Webinar Mistakes That Are Boring Me to Tears!

October 28, 2015

by — Posted in Video conferencing

Dear Webinar Presenters and Hosts,

Video conferencing can be an influential tool to build a community of similar interests, establish thought leadership, and even cultivate and develop sales leads. But few webinar hosts seem to be making the most of the various webinar tools available. As someone who has attended one too many boring, static webinars, if you want to make yours worth my time, here are some things you probably ought to work on.

First and foremost, you hold a 60-minute webinar or free web conferencing event and don’t even bother making it interactive! Like seriously? I want to be engaged, with video, audio and other interactive elements. I’m not attending a webinar to just her someone yap the entire time. I want active participation, a Q&A session, polls, chatting. If not, I may as well just watch a recording. Webinars don’t have to be boring, so let’s not make it.

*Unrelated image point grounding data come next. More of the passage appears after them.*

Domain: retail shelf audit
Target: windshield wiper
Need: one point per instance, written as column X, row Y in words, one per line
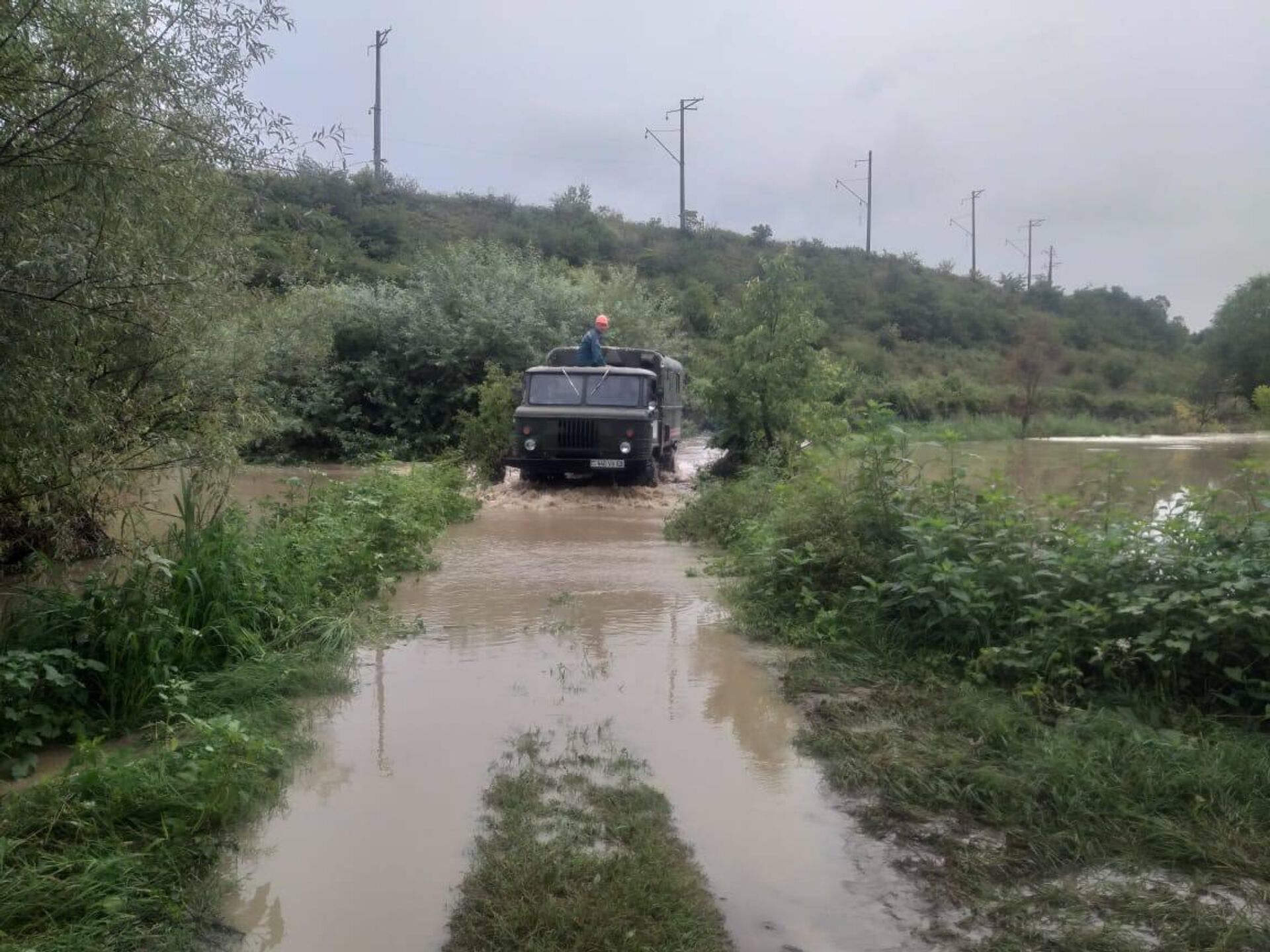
column 570, row 381
column 596, row 389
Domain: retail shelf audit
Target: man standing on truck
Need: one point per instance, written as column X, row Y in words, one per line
column 588, row 350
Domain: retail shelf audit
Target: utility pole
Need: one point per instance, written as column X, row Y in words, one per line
column 868, row 205
column 1049, row 276
column 686, row 106
column 381, row 38
column 973, row 231
column 1032, row 223
column 867, row 202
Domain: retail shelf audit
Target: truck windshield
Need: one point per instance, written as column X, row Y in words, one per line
column 556, row 389
column 614, row 391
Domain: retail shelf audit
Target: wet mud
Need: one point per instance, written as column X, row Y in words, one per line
column 546, row 619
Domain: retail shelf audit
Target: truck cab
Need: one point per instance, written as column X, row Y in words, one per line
column 621, row 419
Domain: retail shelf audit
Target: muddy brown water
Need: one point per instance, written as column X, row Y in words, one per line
column 559, row 617
column 570, row 610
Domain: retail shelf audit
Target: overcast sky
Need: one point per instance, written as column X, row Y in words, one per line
column 1138, row 130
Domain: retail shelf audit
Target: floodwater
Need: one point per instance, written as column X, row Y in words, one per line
column 568, row 608
column 1152, row 467
column 571, row 610
column 562, row 619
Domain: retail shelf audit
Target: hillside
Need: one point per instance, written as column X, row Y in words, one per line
column 931, row 343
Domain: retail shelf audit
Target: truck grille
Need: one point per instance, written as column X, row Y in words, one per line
column 577, row 434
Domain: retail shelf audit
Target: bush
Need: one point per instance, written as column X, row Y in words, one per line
column 484, row 434
column 353, row 370
column 1070, row 604
column 215, row 592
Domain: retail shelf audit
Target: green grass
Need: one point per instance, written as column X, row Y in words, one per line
column 579, row 853
column 201, row 647
column 1057, row 709
column 1091, row 830
column 121, row 851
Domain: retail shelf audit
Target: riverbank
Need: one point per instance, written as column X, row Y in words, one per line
column 201, row 647
column 1052, row 713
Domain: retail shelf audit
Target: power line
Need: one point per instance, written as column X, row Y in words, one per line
column 972, row 231
column 1032, row 223
column 1050, row 266
column 686, row 106
column 867, row 201
column 381, row 38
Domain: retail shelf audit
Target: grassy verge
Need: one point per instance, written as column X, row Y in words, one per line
column 579, row 853
column 1057, row 710
column 1093, row 830
column 201, row 645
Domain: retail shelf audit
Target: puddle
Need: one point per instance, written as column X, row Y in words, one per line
column 549, row 619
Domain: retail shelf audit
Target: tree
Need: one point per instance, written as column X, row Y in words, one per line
column 1032, row 365
column 761, row 235
column 763, row 379
column 121, row 124
column 356, row 370
column 1238, row 342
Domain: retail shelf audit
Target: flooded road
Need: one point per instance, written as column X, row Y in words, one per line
column 562, row 619
column 571, row 610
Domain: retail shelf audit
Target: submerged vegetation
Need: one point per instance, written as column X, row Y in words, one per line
column 578, row 852
column 1085, row 683
column 197, row 647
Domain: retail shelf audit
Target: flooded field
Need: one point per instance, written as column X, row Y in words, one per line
column 568, row 610
column 1152, row 467
column 563, row 611
column 558, row 619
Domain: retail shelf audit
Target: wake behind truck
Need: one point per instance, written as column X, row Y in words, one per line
column 621, row 419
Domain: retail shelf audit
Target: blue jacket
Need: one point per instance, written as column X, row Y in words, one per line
column 588, row 350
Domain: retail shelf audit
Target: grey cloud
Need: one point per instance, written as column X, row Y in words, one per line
column 1138, row 128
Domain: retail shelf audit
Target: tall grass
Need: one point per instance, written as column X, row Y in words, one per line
column 1089, row 684
column 220, row 589
column 1072, row 601
column 204, row 641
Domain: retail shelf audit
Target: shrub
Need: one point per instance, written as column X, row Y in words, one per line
column 484, row 433
column 215, row 592
column 1067, row 603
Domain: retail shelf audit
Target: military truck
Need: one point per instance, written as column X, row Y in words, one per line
column 621, row 419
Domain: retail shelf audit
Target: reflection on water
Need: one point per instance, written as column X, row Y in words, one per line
column 556, row 619
column 1151, row 467
column 550, row 619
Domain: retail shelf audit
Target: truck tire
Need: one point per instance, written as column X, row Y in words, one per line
column 668, row 461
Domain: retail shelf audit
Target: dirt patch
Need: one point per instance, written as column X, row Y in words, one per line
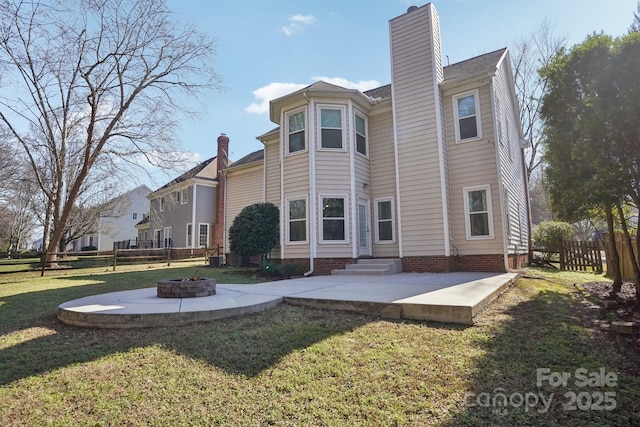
column 626, row 299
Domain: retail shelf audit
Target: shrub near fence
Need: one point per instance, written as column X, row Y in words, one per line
column 580, row 256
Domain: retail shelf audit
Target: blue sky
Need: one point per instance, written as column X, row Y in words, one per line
column 266, row 49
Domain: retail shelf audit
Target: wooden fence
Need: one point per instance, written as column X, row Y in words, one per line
column 581, row 256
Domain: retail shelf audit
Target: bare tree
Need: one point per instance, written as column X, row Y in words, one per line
column 635, row 25
column 96, row 82
column 529, row 54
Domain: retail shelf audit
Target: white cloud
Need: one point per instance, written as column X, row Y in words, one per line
column 269, row 92
column 296, row 22
column 361, row 85
column 275, row 90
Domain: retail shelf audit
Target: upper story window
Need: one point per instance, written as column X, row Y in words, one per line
column 466, row 110
column 361, row 134
column 478, row 218
column 331, row 128
column 296, row 131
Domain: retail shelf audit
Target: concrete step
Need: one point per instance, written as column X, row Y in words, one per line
column 375, row 266
column 361, row 272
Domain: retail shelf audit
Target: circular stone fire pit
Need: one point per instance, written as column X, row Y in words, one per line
column 177, row 288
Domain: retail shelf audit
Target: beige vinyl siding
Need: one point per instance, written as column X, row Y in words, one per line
column 296, row 184
column 511, row 167
column 417, row 140
column 272, row 167
column 383, row 175
column 473, row 163
column 244, row 188
column 333, row 178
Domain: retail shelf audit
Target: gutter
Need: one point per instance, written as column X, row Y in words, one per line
column 312, row 190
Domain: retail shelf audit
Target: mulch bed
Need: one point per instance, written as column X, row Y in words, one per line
column 626, row 299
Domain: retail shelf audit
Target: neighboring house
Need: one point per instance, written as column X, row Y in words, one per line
column 117, row 221
column 184, row 212
column 428, row 169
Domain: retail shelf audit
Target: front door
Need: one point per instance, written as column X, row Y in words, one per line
column 364, row 232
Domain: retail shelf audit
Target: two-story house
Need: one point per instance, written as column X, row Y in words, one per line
column 428, row 169
column 116, row 221
column 184, row 212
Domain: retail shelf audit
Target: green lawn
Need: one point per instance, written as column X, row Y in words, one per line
column 303, row 366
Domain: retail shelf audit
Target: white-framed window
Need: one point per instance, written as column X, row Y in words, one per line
column 333, row 219
column 203, row 235
column 466, row 111
column 331, row 127
column 296, row 131
column 157, row 233
column 361, row 134
column 185, row 195
column 478, row 213
column 384, row 218
column 189, row 234
column 297, row 213
column 167, row 237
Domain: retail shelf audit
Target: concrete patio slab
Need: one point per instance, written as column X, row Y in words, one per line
column 453, row 297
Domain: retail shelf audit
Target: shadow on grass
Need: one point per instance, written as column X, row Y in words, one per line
column 37, row 342
column 551, row 330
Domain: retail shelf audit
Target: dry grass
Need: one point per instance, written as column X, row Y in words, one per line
column 299, row 366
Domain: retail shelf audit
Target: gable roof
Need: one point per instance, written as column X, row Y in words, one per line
column 191, row 173
column 473, row 67
column 256, row 156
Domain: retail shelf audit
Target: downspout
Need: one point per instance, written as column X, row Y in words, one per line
column 193, row 217
column 355, row 244
column 528, row 207
column 224, row 216
column 282, row 206
column 312, row 190
column 500, row 189
column 395, row 153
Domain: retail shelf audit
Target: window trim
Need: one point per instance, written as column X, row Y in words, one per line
column 342, row 109
column 287, row 115
column 456, row 125
column 200, row 224
column 189, row 234
column 357, row 113
column 467, row 212
column 167, row 233
column 345, row 218
column 392, row 220
column 288, row 220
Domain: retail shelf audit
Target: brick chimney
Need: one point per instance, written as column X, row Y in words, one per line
column 222, row 160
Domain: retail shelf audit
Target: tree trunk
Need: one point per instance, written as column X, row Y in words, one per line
column 632, row 255
column 613, row 258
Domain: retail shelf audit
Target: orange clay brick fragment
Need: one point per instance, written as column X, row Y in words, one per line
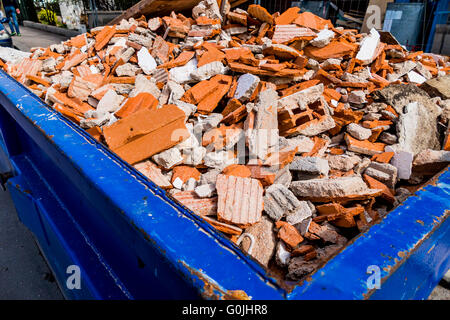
column 103, row 37
column 143, row 100
column 77, row 105
column 340, row 216
column 237, row 170
column 310, row 20
column 289, row 234
column 222, row 84
column 69, row 113
column 184, row 173
column 281, row 158
column 146, row 133
column 364, row 147
column 262, row 174
column 288, row 16
column 201, row 207
column 384, row 157
column 240, row 200
column 260, row 13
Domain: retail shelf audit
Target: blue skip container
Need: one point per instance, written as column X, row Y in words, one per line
column 89, row 209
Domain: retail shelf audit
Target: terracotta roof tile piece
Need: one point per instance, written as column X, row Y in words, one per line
column 240, row 200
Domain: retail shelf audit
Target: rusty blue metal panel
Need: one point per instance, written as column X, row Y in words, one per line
column 89, row 208
column 126, row 228
column 411, row 247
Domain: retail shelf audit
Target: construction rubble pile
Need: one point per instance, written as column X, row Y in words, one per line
column 288, row 135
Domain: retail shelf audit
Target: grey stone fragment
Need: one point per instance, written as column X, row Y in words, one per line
column 388, row 138
column 284, row 177
column 210, row 177
column 330, row 188
column 417, row 129
column 278, row 201
column 438, row 87
column 304, row 144
column 299, row 267
column 357, row 97
column 265, row 133
column 304, row 211
column 383, row 172
column 168, row 158
column 400, row 95
column 310, row 165
column 283, row 256
column 429, row 162
column 359, row 132
column 402, row 160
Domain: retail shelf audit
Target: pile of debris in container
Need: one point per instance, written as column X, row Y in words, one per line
column 285, row 133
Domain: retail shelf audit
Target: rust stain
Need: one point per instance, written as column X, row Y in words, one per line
column 212, row 290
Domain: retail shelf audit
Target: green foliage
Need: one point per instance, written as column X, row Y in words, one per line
column 49, row 17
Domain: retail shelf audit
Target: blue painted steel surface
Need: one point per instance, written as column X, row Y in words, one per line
column 440, row 17
column 87, row 207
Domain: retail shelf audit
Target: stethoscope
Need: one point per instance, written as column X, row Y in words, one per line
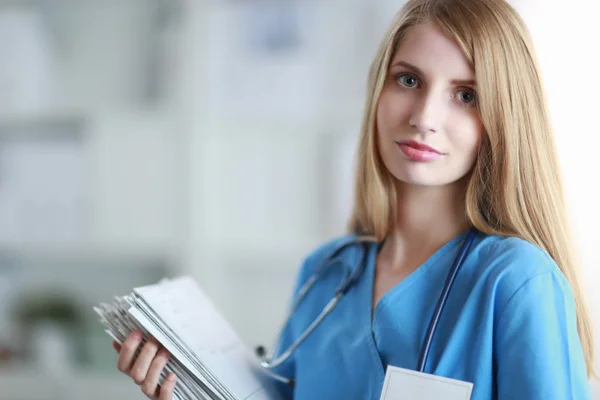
column 269, row 363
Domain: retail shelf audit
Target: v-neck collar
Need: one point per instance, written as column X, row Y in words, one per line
column 411, row 278
column 369, row 314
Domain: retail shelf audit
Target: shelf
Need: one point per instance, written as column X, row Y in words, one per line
column 13, row 123
column 26, row 383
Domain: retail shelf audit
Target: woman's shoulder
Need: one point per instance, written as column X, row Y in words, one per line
column 327, row 248
column 506, row 265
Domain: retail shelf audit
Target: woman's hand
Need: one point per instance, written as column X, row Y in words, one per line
column 145, row 370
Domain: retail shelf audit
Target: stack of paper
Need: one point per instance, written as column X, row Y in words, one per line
column 209, row 359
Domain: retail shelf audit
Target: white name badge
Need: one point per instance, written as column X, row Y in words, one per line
column 404, row 384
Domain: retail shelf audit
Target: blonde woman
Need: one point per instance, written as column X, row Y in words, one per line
column 456, row 182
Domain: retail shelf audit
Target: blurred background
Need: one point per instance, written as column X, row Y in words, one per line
column 142, row 139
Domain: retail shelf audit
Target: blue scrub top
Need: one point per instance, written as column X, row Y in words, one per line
column 509, row 326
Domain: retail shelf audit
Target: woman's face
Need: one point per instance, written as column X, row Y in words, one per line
column 428, row 125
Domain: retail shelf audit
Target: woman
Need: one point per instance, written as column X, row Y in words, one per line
column 456, row 138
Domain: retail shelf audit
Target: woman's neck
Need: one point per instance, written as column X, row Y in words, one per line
column 427, row 218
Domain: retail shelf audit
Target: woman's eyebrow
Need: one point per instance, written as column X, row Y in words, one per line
column 466, row 82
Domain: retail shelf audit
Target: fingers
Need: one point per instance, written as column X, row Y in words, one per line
column 166, row 389
column 128, row 350
column 140, row 368
column 158, row 364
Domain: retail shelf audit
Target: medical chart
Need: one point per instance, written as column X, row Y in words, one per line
column 209, row 359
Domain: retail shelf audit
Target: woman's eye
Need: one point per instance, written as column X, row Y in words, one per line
column 466, row 96
column 407, row 80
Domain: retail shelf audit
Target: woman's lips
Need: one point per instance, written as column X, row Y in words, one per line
column 418, row 151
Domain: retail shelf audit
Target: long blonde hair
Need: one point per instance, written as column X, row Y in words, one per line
column 514, row 188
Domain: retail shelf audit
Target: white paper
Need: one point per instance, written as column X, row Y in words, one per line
column 209, row 358
column 404, row 384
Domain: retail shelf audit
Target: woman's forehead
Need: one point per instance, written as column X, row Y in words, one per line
column 428, row 49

Secondly, what is with the constant sales pitches? Every other minute is not an opportunity for you to push products down my throat. Help me understand things and I might stick around for another session. Don’t just try to up sell me, teach me something useful now. The over the top branding, is just that, over the top. I appreciate that you are trying to make a living, but when in doubt – go subtle or go home.

The other thing I will say is that too much text on your PowerPoint kills all the excitement of a live event. I don’t quite get the idea of having so much text on slides. If I want to read, I’ll go to the library. Too much text gets really boring, real quick. I want some visuals, images, infographics, and maybe a YouTube clip, not just plain boring text. The slides are supposed to enhance a presentation, not literally spell it out.

I also love interactive Q&A sessions. I love honesty too. So, if you think you don’t know the answer, it’s absolutely fine, but don’t just stop the question and answer round completely. You can always follow-up after the event or post answers on the conference page or community bulletin or even an email.

Polls are another feature that I love about a webinar service. Polling allows me to have a voice in a webinar’s direction or content, and enhances engagement throughout. In fact, polls help us “attendees” feel like we have been a vital part of the webinar. At the same time, please, please don’t do a poll just to see if I’m awake. I’d like to get my brain working and know that the poll holds some value and isn’t just being used to take attendance. If your webinar is interesting and interactive, I’ll participate.

So how about hosting a webinar or web/video conferencing or webcast that not only helps us “attendees” enhance our knowledge, but gives you a valuable, vibrant, and interactive way to communicate. Please?